MONASH (AUS) — To give their young the best chance of survival, female turtles have the unique ability to wait to lay their eggs on land when conditions are right.
A new study published in the American Society of Naturalists shows that egg-carrying females have low oxygen levels in their reproductive tracts, or oviducts—conditions that halt embryonic growth at a certain stage. Ova kept at optimal conditions continue to develop normally.
It’s likely the low oxygen environment is actively created by the female and explains how turtles are able to store eggs by halting development until they can lay them safely on land, says Anthony Rafferty, a PhD student at Monash University.
“Surprisingly, live-birth has evolved in over 120 lizard and snake species, but never in closely related crocodile or turtle groups,” Rafferty says. “Until now, the reasons why live-birth has not evolved in these reptile groups were unknown.
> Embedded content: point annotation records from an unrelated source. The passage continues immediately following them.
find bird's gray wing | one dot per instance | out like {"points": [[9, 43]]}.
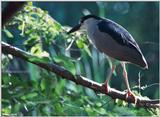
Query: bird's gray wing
{"points": [[118, 33]]}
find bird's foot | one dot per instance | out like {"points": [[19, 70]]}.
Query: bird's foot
{"points": [[107, 87], [131, 95]]}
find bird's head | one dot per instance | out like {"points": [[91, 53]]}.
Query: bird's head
{"points": [[84, 23]]}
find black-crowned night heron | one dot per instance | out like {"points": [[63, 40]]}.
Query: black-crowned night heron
{"points": [[115, 41]]}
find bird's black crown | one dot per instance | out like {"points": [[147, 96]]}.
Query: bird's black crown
{"points": [[89, 16]]}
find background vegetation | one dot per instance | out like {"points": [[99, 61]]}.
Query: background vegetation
{"points": [[40, 29]]}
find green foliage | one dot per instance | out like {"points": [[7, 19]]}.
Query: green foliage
{"points": [[36, 92]]}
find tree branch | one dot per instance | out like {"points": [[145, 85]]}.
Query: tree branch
{"points": [[79, 80]]}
“It appears the female actively produces a mucus-like substance inside the reproductive tracts where the eggs are stored, to lower oxygen levels and cause the eggs to stop developing.”
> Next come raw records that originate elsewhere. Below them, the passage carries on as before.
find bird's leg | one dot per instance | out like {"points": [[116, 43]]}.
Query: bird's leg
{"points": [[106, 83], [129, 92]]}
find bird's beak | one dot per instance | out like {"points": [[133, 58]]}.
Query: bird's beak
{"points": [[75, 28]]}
This allows the turtle to select when and where to lay the eggs on land, taking into account access to adequate food sources and a secure environment.
“After an egg is laid the membrane inside the egg connects and so the egg can’t be turned at all or the young will die.
“We think she wants to stop the development of the egg before it reaches that stage because if she was laying the egg, and it turned at all during the laying, it would die if it were at any further stage of development.”
This insight into evolutionary biology has implications for conservation, particularly the preservation of the endangered leatherback turtle because more than half of the eggs laid in each nest never hatch.
“It seems that a lot of the embryos in those nests are failing to restart developing after they are laid, dying at the stage of development that we’re studying,” Rafferty says.
“We think that the trigger to restart development is not occurring in these eggs after they are laid and the embryos subsequently die. Further research will give us a better picture of this.”